Washington Capitals center Nicklas Backstrom (19), of Sweden,

Washington Capitals center Nicklas Backstrom (19), of Sweden, tries to get the puck past New York Rangers goalie Henrik Lundqvist (30). (May 5, 2012) Credit: AP

GREENBURGH, N.Y. -- Is it any wonder the Rangers are facing another best-of-three playoff series starting Monday night? The offense has been in a deep blue funk.

Of the teams remaining in the playoffs, the Rangers have scored the fewest goals per game, 2.07, and in the last seven games (including the three-overtime victory over the Capitals), they have 14 goals.

The Rangers have won four of those games because Henrik Lundqvist has allowed only 12 goals, with a 1.53 goals-against average and .939 save percentage.

Creating more offense is critical if the Rangers are to advance to the Eastern Conference finals, especially after managing only 20 shots on Braden Holtby in Game 4, a 3-2 loss in Washington on Saturday.

"There's a lot of different things you can do. It depends on what's in front of you," coach John Tortorella said Sunday. "We had the puck a lot, but as far as quality scoring chances, I didn't think we developed enough. We've got to figure out a way to get more pucks in the blue, I thought that was probably the weakest part of our game, not finishing up plays."

The issue isn't limited to one game, however. After scoring four goals in Game 1 against the Ottawa Senators, the Rangers have scored two or fewer in eight of the other 10 games.

"That series was more a hatred toward each other with some of the hits that were happening, things like that," captain Ryan Callahan said. "This series has its own character, the way the teams are defending and how hard it is to create chances and how close the games have been. It's similar, but two different styles, I guess."

The seventh-seeded Capitals are willing to block shots, get in shooting lanes and backcheck, in the style of the top-seeded Rangers.

"Everybody's backchecking. It's clogged up," said Marian Gaborik, whose point streak is at four games, with goals in the last two. "We have to get bodies in front and drive the net. That's how Artie [Anisimov] scored."

Michael Del Zotto echoed that sentiment. "You're not going to get a lot of pretty plays . . . There's not going to be tic-tac-toe plays," he said. "Dirty goals are what's going to win us games."

The Rangers did not solve Holtby in two power-play opportunities in Game 4 and are 7-for-45 (15.6 percent) in 11 playoff games. Several Rangers said the 22-year-old netminder needs to be tested.

"If we looked and had 25 chances and 40 shots a night, maybe you start getting frustrated, but I don't think we've done that," Brad Richards said. "I don't think he's had to stand on his head too often."

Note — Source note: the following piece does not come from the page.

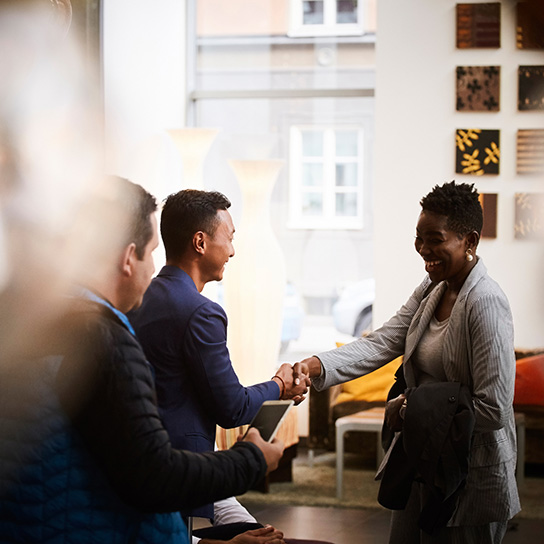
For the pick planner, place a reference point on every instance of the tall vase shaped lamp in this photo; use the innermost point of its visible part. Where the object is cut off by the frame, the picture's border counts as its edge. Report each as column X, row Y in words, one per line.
column 255, row 277
column 193, row 145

History isn't on the Rangers' side in Game 5s; they are 23-32.

In the last series, the Rangers lost to the Senators in Game 5 at Madison Square Garden, 2-0, as Craig Anderson stopped 41 shots to make Jason Spezza's first-period goal stand up, but won the next two games to advance. The Sens were the eighth seed.

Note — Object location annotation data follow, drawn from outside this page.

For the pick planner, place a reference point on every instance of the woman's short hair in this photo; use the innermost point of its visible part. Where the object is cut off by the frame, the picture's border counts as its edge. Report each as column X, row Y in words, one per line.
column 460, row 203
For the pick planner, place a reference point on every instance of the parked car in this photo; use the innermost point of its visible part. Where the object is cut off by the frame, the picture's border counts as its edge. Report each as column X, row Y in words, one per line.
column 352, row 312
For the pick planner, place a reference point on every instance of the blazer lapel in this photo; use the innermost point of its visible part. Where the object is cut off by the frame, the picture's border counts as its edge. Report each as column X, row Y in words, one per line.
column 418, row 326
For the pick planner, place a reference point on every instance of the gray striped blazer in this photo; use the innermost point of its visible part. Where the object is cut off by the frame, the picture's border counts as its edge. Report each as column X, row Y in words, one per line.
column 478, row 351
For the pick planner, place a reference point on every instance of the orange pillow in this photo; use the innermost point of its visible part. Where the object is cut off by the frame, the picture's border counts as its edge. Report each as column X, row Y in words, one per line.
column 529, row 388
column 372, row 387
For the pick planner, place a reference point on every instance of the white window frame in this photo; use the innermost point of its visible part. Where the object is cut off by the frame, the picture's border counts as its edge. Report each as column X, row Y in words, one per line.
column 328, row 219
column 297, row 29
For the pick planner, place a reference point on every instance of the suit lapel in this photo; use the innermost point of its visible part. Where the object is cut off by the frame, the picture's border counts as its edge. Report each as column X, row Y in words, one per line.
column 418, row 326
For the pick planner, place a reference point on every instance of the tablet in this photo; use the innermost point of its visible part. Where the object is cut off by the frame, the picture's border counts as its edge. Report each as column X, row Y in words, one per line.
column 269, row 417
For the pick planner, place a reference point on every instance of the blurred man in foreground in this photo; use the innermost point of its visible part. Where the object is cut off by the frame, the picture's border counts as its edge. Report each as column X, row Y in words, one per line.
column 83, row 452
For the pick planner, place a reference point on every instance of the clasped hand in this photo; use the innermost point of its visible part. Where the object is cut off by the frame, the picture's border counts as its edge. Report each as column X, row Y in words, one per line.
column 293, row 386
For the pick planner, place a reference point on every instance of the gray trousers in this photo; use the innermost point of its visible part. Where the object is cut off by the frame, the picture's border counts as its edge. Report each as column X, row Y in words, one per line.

"At this point, you throw the seeding out," Brian Boyle said. "We have home ice. That's all the seeding dictates."

"We have to win it," Callahan said of Game 5. "It's a big game, especially coming back home. We have to make sure we concentrate on our start, take the crowd's energy and make sure that our first 10 minutes are there."

The opportunity to cash in begins tonight.